MOSCOW (MRC) -- Reliance Industries and Saudi Aramco have decided to re-evaluate their agreement for the Middle Eastern producer to buy a stake in the refining and petrochemical business of India's biggest private refiner, and both companies would look at broader areas of cooperation due to the changing energy scenario, said S&P.
Register Now Reliance said in a statement over the weekend that following this mutual decision by both companies, it would drop its plan to create a separate oil-to-chemicals unit, which was proposed to be named Reliance O2C.
"Due to evolving nature of Reliance's business portfolio, Reliance and Saudi Aramco have mutually determined that it would be beneficial for both parties to re-evaluate the proposed investment in O2C business in light of the changed context. Consequently, the current application with National Company Law Tribunal for segregating the O2C business from Reliance is being withdrawn," the statement said.
Reliance and Aramco signed a non-binding letter of intent in August 2019 for a potential 20% stake acquisition by Saudi Aramco in the O2C business of Reliance. Over the past two years, both the teams made significant efforts in the process of due diligence, despite COVID-19 restrictions.
The decision to re-evaluate the USD15 billion proposed sale of a 20% stake sale in its oil to chemicals business to Saudi Aramco comes at a time when Reliance is stepping up efforts to embrace renewable energy business amid plans to be carbon neutral by 2035.
The oil to chemicals deal was supposed to gain momentum following the appointment of Aramco chairman Yasir Al-Rumayyan as an independent director to the board of Reliance Industries. Aramco wasn't immediately available for comment.

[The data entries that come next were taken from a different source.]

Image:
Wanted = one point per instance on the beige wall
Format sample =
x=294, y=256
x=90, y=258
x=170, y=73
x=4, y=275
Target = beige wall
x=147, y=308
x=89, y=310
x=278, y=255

Reliance Chairman Mukesh Ambani announced plans in June to build a giga factory in Jamnagar for the storage of intermittent energy as part of the Dhirubhai Ambani Green Energy Giga Complex project.
Four giga factories will be part of the Jamnagar complex, which will include an integrated solar photovoltaic module factory; an advanced energy storage battery factory for storage of intermittent energy; an electrolyzer factory for production of green hydrogen; and a fuel cell factory for converting hydrogen into motive & stationary power.
As per MRC, Reliance Industries (RIL) has taken off-stream one of its polypropylene (PP) plants in Jamnagar, India for a scheduled maintenance. Thus, this unit with an annual capacity of 400,000 tons/year of PP was shut on 5 August 2021 and will remain idle for approximately one month. The local supply is expected to take a hit from the shutdown, especially when demand is recovering from the COVID-19 outbreak.
According to MRC's ScanPlast report, Russia's estimated PE consumption totalled 1,868,160 tonnes in the first nine months of 2021, up by 18% year on year. Shipments of all grades of ethylene polymers increased. At the same time, PP shipments to the Russian market were 1,138,510 tonnes in January-September 2021, up by 30% year on year. Supply of propylene homopolymer (homopolymer PP) and block-copolymers of propylene (PP block copolymers) increased, whereas supply of injection moulding statistical copolymers of propylene (PP random copolymers) decreased significantly.